– Эмоции? Верно? Я должен был знать, что в один прекрасный день они меня выдадут.
Он улыбнулся:
– Ваша тайна в безопасности.
– Может, на какое-то время.
– Терпение, ГС.
– Вы хотите сказать, что-то может перемениться? Или что мне следует ждать смерти? Умираем мы в мучениях. Иного нам не позволяется.
Он улыбнулся неторопливой мучительной улыбкой:
– Перемены грядут, ГС.
– Вы так думаете?
– О да. Сейчас многое меняется.
– Кое-какие слухи до меня доходят. Говорят, что на Наскероне обнаружился портал червоточины?
Я посмотрел на огромную планету, которая словно нависала над нами; громадные реки газа на ней (кремово-коричневые, желтые, белые, пурпурные и красные) продолжали свой вечный круговорот.
Фассин Таак медленно, задумчиво кивнул:
– Выходит, что мы все время были соединены. – Он поднял камушек с тропинки, посмотрел на него. – Если мы хорошо попросим, то насельники, возможно, будут позволять нам пользоваться их сетью. Иногда. Среди них сейчас идут яростные споры – и, вероятно, будут идти еще некоторое время, ведь насельники всегда остаются насельниками, – относительно того, в какой степени бесконечное восхищение каждого мало-мальски разумного вида в остальной галактике и, возможно, за ее пределами может обеспечить общее увеличение положительных баллов для всех насельников и таким образом стать достаточным поводом для того, чтобы открыть галактическую транспортную систему для всех.
– Да, это и вправду будет большой переменой.
– И к тому же переменой, которую Меркатория не сможет контролировать.
– Но Меркатория все равно останется Меркаторией.
– Она тоже может перемениться. У нее не будет выбора. Терпение, ГС.
– Ну, посмотрим. Но так или иначе, спасибо вам.
Я посмотрел на него. Фассин Таак и в самом деле постарел. Щеки его были изборождены морщинами, вокруг глаз – синяки.
– А как дела тут, ГС? Все в порядке?
– В саду все в порядке. А дом… так это не входит в мои обязанности.
Теперь он опустил взгляд.
– Я тут пройдусь посмотрю, – сказал он тихим голосом. – Здесь все было так тихо. Очень странно и тихо, когда тут никого нет.
– Я стараюсь не смотреть на все это, – признался я. – Разве только иногда на рассвете и рано-рано утром, когда тут все похоже на то, как было раньше, – всюду яркий свет, вот только нет жизни. Это я могу вынести. – Я представил себе эту картинку, еще не закончив говорить. – Мне повезло, что у меня есть сад, за которым нужно ухаживать. Я ухаживаю за ним, а он – за мной.

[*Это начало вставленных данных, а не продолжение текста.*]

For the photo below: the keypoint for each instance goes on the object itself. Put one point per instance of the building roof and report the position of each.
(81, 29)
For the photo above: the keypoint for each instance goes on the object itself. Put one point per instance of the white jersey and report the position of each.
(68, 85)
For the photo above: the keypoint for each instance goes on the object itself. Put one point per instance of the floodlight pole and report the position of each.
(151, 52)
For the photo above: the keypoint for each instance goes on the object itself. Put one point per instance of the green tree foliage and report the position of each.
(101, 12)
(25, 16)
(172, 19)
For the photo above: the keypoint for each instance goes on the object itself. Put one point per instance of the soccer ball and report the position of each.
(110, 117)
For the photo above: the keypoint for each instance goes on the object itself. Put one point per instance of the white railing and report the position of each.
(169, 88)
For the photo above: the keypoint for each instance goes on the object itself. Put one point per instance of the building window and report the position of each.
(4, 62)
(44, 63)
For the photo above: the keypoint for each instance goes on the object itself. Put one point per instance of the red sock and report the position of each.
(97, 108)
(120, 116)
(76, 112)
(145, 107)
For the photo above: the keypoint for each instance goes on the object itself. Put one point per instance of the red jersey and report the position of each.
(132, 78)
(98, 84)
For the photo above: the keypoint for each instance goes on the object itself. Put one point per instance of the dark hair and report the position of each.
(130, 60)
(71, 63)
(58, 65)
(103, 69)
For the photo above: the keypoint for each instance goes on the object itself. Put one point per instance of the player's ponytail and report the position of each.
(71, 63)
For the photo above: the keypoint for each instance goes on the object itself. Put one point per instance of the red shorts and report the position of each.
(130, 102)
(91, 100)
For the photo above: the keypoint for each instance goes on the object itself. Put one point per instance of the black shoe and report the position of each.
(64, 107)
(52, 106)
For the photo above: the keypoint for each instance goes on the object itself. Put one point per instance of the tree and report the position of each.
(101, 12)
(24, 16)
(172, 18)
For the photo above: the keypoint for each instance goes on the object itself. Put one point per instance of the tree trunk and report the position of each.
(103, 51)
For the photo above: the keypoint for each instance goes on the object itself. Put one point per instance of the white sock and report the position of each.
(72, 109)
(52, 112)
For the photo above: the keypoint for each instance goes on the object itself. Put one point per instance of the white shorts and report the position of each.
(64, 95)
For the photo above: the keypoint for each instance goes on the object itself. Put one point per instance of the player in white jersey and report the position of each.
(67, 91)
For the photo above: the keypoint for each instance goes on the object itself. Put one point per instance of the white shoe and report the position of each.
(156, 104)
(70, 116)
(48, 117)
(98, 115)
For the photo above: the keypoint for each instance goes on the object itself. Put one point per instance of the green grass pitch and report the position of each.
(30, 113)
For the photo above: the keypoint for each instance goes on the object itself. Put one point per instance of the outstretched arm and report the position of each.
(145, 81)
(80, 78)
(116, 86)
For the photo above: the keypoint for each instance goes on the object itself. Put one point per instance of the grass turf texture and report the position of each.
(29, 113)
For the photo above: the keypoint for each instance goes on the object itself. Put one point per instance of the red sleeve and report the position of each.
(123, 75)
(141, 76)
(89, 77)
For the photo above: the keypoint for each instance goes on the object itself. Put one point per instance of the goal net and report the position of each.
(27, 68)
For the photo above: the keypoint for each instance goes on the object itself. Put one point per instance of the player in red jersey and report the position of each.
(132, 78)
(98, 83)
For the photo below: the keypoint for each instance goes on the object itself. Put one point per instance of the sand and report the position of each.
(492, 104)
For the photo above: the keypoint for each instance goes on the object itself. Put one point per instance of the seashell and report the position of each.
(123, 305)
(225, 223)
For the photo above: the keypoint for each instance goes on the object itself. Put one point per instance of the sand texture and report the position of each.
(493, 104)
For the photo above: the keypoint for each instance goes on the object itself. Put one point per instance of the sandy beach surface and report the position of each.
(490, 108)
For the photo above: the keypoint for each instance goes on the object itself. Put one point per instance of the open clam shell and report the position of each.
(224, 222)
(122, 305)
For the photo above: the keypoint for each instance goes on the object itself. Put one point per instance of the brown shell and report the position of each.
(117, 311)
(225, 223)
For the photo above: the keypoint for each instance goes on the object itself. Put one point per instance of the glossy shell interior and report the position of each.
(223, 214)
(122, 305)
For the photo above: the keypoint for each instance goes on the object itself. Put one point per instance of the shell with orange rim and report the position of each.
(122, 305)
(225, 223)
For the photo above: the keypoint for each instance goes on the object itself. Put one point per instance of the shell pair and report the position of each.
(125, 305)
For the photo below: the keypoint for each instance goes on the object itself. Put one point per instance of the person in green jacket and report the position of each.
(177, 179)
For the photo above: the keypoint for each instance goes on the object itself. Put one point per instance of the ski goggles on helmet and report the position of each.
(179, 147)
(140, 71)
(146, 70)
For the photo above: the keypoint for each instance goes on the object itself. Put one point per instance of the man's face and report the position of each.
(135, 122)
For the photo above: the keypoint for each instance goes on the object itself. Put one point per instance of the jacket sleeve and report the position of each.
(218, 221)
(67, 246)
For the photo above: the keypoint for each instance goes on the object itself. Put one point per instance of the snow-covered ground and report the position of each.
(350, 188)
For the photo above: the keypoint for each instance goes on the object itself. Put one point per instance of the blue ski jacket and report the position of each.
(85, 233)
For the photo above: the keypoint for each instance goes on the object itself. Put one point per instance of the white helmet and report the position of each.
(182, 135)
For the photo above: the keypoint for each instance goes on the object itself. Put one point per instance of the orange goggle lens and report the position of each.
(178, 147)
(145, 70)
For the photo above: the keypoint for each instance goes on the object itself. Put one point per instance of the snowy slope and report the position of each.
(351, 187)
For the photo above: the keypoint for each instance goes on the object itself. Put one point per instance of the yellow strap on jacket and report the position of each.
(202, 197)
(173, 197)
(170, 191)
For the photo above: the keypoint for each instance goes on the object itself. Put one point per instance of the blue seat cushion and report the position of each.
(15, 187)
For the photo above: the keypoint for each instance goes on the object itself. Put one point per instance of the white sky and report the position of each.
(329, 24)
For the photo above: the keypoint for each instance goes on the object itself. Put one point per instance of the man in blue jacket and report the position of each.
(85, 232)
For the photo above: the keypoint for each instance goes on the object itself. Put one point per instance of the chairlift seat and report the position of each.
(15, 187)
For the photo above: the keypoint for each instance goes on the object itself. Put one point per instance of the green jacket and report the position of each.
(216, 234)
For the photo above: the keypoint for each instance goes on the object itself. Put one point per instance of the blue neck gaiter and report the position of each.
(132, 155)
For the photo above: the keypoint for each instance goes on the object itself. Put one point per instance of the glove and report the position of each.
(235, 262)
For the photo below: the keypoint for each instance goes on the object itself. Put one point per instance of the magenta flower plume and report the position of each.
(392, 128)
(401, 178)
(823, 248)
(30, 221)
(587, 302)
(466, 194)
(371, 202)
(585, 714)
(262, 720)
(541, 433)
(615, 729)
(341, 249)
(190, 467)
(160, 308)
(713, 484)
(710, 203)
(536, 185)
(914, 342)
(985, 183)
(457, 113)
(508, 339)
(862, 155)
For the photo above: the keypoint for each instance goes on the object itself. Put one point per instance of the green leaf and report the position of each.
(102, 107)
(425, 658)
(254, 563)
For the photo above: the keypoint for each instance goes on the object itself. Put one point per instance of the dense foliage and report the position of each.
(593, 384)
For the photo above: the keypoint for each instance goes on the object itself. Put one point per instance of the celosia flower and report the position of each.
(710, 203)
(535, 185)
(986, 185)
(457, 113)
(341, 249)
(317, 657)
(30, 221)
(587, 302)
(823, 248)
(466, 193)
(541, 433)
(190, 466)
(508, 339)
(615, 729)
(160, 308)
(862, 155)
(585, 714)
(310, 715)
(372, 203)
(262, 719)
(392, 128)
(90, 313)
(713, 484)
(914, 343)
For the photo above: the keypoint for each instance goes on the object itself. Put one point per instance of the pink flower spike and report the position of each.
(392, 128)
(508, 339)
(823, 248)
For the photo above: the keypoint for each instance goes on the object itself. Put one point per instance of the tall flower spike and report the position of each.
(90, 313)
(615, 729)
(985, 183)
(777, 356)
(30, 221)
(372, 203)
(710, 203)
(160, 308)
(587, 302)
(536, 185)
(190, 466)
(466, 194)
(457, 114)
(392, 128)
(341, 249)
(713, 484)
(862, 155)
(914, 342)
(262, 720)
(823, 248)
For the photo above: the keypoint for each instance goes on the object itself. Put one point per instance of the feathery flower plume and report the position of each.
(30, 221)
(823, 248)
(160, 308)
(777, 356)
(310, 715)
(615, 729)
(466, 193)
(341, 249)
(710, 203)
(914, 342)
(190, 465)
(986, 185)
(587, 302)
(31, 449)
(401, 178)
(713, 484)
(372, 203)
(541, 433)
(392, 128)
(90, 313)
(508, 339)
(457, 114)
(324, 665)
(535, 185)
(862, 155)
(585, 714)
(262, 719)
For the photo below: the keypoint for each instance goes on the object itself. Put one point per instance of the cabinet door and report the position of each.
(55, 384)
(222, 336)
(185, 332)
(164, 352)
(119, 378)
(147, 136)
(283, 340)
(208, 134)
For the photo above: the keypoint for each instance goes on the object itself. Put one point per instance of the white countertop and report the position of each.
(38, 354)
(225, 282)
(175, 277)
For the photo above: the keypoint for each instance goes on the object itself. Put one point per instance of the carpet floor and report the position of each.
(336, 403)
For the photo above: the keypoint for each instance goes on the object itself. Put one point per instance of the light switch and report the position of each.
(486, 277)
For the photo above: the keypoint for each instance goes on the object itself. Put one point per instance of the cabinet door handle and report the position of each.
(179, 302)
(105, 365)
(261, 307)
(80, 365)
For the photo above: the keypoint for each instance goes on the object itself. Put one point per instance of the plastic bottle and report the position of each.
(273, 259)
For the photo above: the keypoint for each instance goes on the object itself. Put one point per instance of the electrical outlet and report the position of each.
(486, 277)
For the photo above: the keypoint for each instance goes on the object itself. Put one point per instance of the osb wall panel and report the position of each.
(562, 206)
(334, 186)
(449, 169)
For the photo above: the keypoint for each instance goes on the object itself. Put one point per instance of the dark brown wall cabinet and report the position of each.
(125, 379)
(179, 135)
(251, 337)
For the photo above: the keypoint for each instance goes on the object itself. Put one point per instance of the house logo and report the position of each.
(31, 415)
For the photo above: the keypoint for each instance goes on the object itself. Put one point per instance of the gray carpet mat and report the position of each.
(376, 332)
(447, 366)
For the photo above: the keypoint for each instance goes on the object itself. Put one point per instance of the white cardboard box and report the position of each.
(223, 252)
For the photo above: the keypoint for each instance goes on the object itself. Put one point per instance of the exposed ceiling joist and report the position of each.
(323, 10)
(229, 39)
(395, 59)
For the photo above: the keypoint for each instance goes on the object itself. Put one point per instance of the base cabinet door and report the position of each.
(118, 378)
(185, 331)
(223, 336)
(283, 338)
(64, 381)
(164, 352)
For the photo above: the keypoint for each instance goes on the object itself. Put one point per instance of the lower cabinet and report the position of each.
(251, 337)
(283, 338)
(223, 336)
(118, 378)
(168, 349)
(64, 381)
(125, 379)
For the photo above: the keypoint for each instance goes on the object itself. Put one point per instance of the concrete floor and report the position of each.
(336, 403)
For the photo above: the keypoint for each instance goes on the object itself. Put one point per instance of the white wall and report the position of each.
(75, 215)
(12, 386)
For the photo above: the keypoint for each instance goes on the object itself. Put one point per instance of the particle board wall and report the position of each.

– Да, – сказал он. – Нам всем нужно какое-то занятие.
Я помолчал немного.
– И однако, не проходит дня, когда бы я не клял себя за то, что застрял здесь. Нужно было быть с ними, когда наступил конец. Я завидую главному садовнику Зимнего дома, в котором они все вместе и умерли. – Я немного подтянулся. – Но хватит об этом. А вы, господин? Чем вы теперь занимаетесь?
– Пожалуйста, не надо называть меня «господин», ГС. Я – Фассин.
– Спасибо. Так чем вы занимаетесь? И где, не сочтите за назойливость.
– Я присоединился к запредельцам, ГС. Я уже гражданин галактики, хотя и перемещаюсь медленно, не используя червоточин. Но это только начало.
– А что с кланом, Фассин?
– Клана больше нет, ГС. – Он бросил камушек назад на тропу. – Может, учредят новый клан – кто знает. – Он бросил взгляд на далекий дом. – Может, поселят кого-нибудь в этом доме.
– А вы не вернетесь?
Он оглянулся:
– Теперь и, вероятно, до самой моей смерти слишком многие будут пытаться задать мне слишком много вопросов. – Он посмотрел на меня. – Нет, я пришел сюда, чтобы посмотреть на все это в последний раз. И найти вас.
– Правда? Меня? Правда?
– Правда.
– Не могу передать, как я вам благодарен… нет, для меня это такая честь.
Он мне улыбнулся и начал подниматься.
– Это ваше смирение, ГС, – прекрасное прикрытие. Я надеюсь, вы сможете избавиться от него, когда настанет время.
– Я хотел сказать именно то, что сказал, Фассин.
– А я хочу сказать вот что, ГС, – сказал он, отряхивая на себе одежду; вечный лик Наскерона светился за его спиной. – Когда-нибудь мы все будем свободны.